O progressivo alinhamento do PS com esta 'tendência longa' da política internacional não surpreende nem pela substância, nem pelo ligeiro desfasamento (porventura resultante da condição semi-periférica do país). Parece mais ou menos inevitável que J. Sócrates se veja rapidamente na condição politicamente moribunda em que se encontra já Gordon Brown; mas, infelizmente, parece também provável que a reorientação destes partidos soi-disant socialistas, de uma forma menos exclusivamente favorável aos interesses do capital, só possa ter lugar mediante uma mais vasta alteração do regime de acumulação em que vivemos, do neoliberalismo para o que quer que lhe venha a suceder. À esquerda cabe intensificar a luta social, mais do que lamuriar-se por causa das conquistas (neste caso, políticas) do capital.
Agradeços aos três os interessantes comentários.
Mas ao Tiago Santos recomendo vivamente que, sobre a candidatura de Vital ao PE 2009, veja os meus posts (reproduzindo um artigo da minha coluna do Público):
http://ladroesdebicicletas.blogspot.com/2009/03/uma-escolha-acertada-ou-disponivel-i.html
&
http://ladroesdebicicletas.blogspot.com/2009/03/uma-escolha-acertada-ou-disponivel-ii.html
Em política o objectivo estratégico é conseguir que o paradigma que se apoia se torne dominante na sociedade, ao ponto de se "apoderar" do maior partido da oposição. A Direita conseguiu isso durante as últimas 3 décadas, levando ao abastardamento dos denominados partidos de poder à Esquerda, culminado na chamada Terceira Via, de Blair, Clinton e Schroeder. Guterres timidamente introduziu-a, e Sócrates levou-o-a ao seu cúmulo.
Não deixa de ser interessante haver tanto ódio a Sócrates à Direita, quando só ele, como líder do PS, podia ter implementado políticas à muito clamadas à Direita, a começar pela guerra aos funcionários públicos, com ênfase nos professores.

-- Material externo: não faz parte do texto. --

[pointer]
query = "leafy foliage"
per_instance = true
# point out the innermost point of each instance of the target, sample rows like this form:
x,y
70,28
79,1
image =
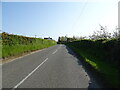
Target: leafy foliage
x,y
16,45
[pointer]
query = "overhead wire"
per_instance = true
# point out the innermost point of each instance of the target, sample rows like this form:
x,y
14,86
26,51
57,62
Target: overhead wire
x,y
82,10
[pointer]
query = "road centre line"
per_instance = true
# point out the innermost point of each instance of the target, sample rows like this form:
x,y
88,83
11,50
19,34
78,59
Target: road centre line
x,y
29,74
54,51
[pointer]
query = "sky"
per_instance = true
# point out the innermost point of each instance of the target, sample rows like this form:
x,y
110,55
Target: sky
x,y
54,19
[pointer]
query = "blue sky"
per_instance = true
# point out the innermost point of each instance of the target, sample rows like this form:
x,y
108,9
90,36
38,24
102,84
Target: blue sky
x,y
54,19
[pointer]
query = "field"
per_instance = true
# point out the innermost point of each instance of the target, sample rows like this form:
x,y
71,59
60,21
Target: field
x,y
13,45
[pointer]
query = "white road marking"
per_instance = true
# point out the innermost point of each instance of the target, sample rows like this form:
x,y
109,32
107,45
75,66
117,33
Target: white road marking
x,y
54,52
29,74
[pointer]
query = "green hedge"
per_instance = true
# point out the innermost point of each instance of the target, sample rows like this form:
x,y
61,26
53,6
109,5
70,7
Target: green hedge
x,y
102,55
15,45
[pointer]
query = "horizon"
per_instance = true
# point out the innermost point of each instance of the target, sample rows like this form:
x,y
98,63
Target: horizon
x,y
54,19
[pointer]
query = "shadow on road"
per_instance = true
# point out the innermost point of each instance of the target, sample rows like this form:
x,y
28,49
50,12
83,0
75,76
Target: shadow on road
x,y
94,82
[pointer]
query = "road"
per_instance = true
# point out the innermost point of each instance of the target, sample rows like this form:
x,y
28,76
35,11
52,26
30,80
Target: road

No entanto, percebe-se que alguns comentadores de Direita começam agora a "acordar". A subida da esquerda socialista, PCP e BE, colocou muitas campainhas de alarme a tocar. Será que algum votará PS para tentar evitar que este faça coligações à Esquerda, em particular situação de fraqueza?...
É pelo que disse antes, e que é afirmado no post e em comentários, que a recente vitória da Direita europeia nas eleições para o PE, acompanhada pela derrocada da Esquerda "moderada", é agridoce: claramente os partidos de poder à Esquerda ou "viram à Esquerda" ou perderão cada vez mais votos à sua Esquerda para os partidos socialistas e verdes. Estamos a assistir ao início do fim do "consenso tecnocrata económico" e ao regresso da ideologia (que não serão necessariamente as prevalecentes no séc. XX).